Mit einigen Titeln sind seine eigenen Lebenslinien eng verbunden. „A Remark You Made“ ist eine Komposition des österreichischen Pianisten Joe Zawinul, der 1966 in Wien beim Gulda-Wettbewerb in der Jury saß, an dem Kühn nach seiner Flucht aus der DDR teilnahm. 

Für das Thema „Last Tango in Paris“ hatte der argentinische Filmkomponist Gato Barbieri eigens den deutschen Pianisten engagiert, der die Melodie auch später in seinem Trio mit Daniel Humair und Jean-Francois Jenny-Clark immer wieder gespielt hat.  Und mit seiner Version des Allegretto aus der 7. Sinfonie von Ludwig van Beethoven verneigt sich Kühn hier vor dem deutschen Komponisten und Vorreiter der Romantik, dessen Musik ihn seit jeher fasziniert hat.

TOUCH THE LIGHT ist vielseitiges und vielschichtiges Album, das den Bogen von Klassik über Pop bis zum hin Jazz schlägt.
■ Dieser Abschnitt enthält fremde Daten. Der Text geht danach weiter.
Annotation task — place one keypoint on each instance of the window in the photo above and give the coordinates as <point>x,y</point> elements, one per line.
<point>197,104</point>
Mal Waldrons „Warm Canto“  ist eine in sich gekehrte minimalistische Etüde. Dem  Allzeit-Klassiker „Purple Rain“ von Prince nimmt Kühn die übersteigerte, nervös flatternde Hysterie des Originals und zeichnet stattdessen ein introspektives, zutiefst melancholisches Stimmungsbild. Den schwitzenden R&B-Song „Fever“ verwandelt Kühn in eine wunderbare energiegeladene Stakkato-Studie, sanft wiegt er sich wiederum in Marleys Reggae-Song „Redemption“.  Und „Peace, Piece“ ist eine  erhabene Version der pastoralen Improvisation von Bill Evans. 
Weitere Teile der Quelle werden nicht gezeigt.